LA SPESA Una parte della spesa aggiuntiva messa in cantiere dal governo riguarda erogazioni dirette ai pensionati, ad esempio attraverso gli aumenti della cosiddetta quattordicesima (ugualmente criticati da Boeri nei giorni scorsi perché non equi). Un'altra quota servirà a rendere non oneroso il prestito Ape per alcune categorie: disoccupati, disabili, lavoratori impegnati in mansioni faticose. Tutta l'operazione Ape è sottoposta al via libera di Eurostat, l'autorità statistica europea.

Renzi irritato, ma fino al voto nessuna rimozione forzata

ROMA «Boeri taglierà il panettone? Prima di tutto speriamo di tagliarlo noi...». Questa battuta, sussurrata a palazzo Chigi, la dice lunga sull'umore del governo: tutto fermo, immobile, tra sondaggi e scongiuri, da qui al 4 dicembre. Il giorno dell'Armageddon referendario. E fino ad allora, fino a quando non conoscerà il proprio destino politico legato al derby No contro Sì, Matteo Renzi non muoverà paglia. Tantomeno procederà alla rimozione di Tito Boeri che proprio lui nel dicembre del 2014 ha voluto alla presidenza dell'Inps.
E' innegabile però che le nuove bordate lanciate dal capo dell'Inps con un'intervista al Corsera in cui accusa il governo di aumentare fino a 44 miliardi il debito della previdenza, critica l'Ape (la flessibilità in uscita) e fa sapere di essere prontissimo a lasciare («Se Renzi, anche velatamente, mi chiedesse un passo indietro, lo farei subito»), hanno innervosito non poco il premier. Ed è stato proprio Renzi, tramite uno dei suoi fedelissimi, a chiedere al presidente dell'Inps di ritrattare almeno una delle accuse. Quella lanciata in mattinata a Torino, in cui aveva definito «poco credibili gli impegni del governo». «Mai detto e mai pensato quelle parole», la correzione pomeridiana di Boeri. «Prendo atto con soddisfazione della precisazione», ha celebrato - anche a nome del premier - il ministro del Lavoro, Giuliano Poletti.

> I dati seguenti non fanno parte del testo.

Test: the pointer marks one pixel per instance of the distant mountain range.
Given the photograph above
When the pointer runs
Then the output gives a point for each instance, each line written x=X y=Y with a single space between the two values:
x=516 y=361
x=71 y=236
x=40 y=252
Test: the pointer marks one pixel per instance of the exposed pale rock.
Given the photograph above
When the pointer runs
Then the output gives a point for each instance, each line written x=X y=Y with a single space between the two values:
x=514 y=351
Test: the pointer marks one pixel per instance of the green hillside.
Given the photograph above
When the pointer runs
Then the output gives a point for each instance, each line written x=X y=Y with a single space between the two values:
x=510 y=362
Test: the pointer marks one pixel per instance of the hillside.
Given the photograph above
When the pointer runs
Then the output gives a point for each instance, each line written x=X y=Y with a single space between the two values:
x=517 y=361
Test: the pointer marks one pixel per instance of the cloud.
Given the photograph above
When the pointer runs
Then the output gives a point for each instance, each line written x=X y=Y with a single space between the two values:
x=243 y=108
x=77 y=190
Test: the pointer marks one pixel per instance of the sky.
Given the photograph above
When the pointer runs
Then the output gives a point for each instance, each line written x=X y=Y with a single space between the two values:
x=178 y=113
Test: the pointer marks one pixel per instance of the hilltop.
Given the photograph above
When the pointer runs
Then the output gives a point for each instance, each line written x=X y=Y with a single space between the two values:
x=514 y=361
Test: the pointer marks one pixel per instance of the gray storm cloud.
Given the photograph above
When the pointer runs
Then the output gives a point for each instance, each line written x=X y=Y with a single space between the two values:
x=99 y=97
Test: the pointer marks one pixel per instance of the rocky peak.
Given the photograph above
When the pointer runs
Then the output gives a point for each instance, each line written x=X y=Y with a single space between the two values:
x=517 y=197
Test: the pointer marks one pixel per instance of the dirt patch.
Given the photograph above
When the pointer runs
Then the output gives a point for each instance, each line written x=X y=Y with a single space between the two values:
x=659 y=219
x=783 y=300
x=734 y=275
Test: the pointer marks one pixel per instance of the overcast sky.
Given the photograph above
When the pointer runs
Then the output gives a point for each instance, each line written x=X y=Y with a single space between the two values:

DESTINO IN BILICO Che il destino di Boeri sia in bilico è abbastanza evidente. Eppure, al momento, nessuno a palazzo Chigi scommette sulla sua defenestrazione tra poco più di un mese, anche se i giudizi sono tutt'altro che lusinghieri. Sentite uno dei consiglieri di Renzi: «Boeri può dire ciò che vuole. Tanto non conta nulla, non ha alcuna influenza sull'elettorato. Con le sue panzane innesca, al massimo, dibattiti tra addetti ai lavori scatenando tempeste in un bicchier d'acqua». Ed ecco un altro consigliere del premier: «Boeri è un rompipalle ed è il più bravo di tutti a dire cavolate. E fin qui passi. Ma il problema è che sta paralizzando l'Inps con lo scontro interno che ha scatenato con il Consiglio di vigilanza e con il direttore generale Cioffi, che proprio lui ha chiamato nell'Istituto. In più è campione nello scaricabarile: tutto ciò che fa è perfetto, mentre tutti i ritardi sono colpa del Parlamento o del governo».
Ciò detto, l'imperativo di Renzi è evitare reazioni scomposte. Soprattutto evitare di procedere, prima del 4 dicembre, alla sostituzione di Boeri: «Matteo in questa fase così delicata non intende passare per un epuratore, uno che pretende che tutti siano allineati e coperti», spiegano a palazzo Chigi. Il messaggio che filtra dall'entourage del premier suona, insomma, così: Tito, stai sereno. Frase che Renzi twittò più o meno simile il 17 gennaio del 2014, destinatario l'allora premier Enrico Letta. E si sa come è finita.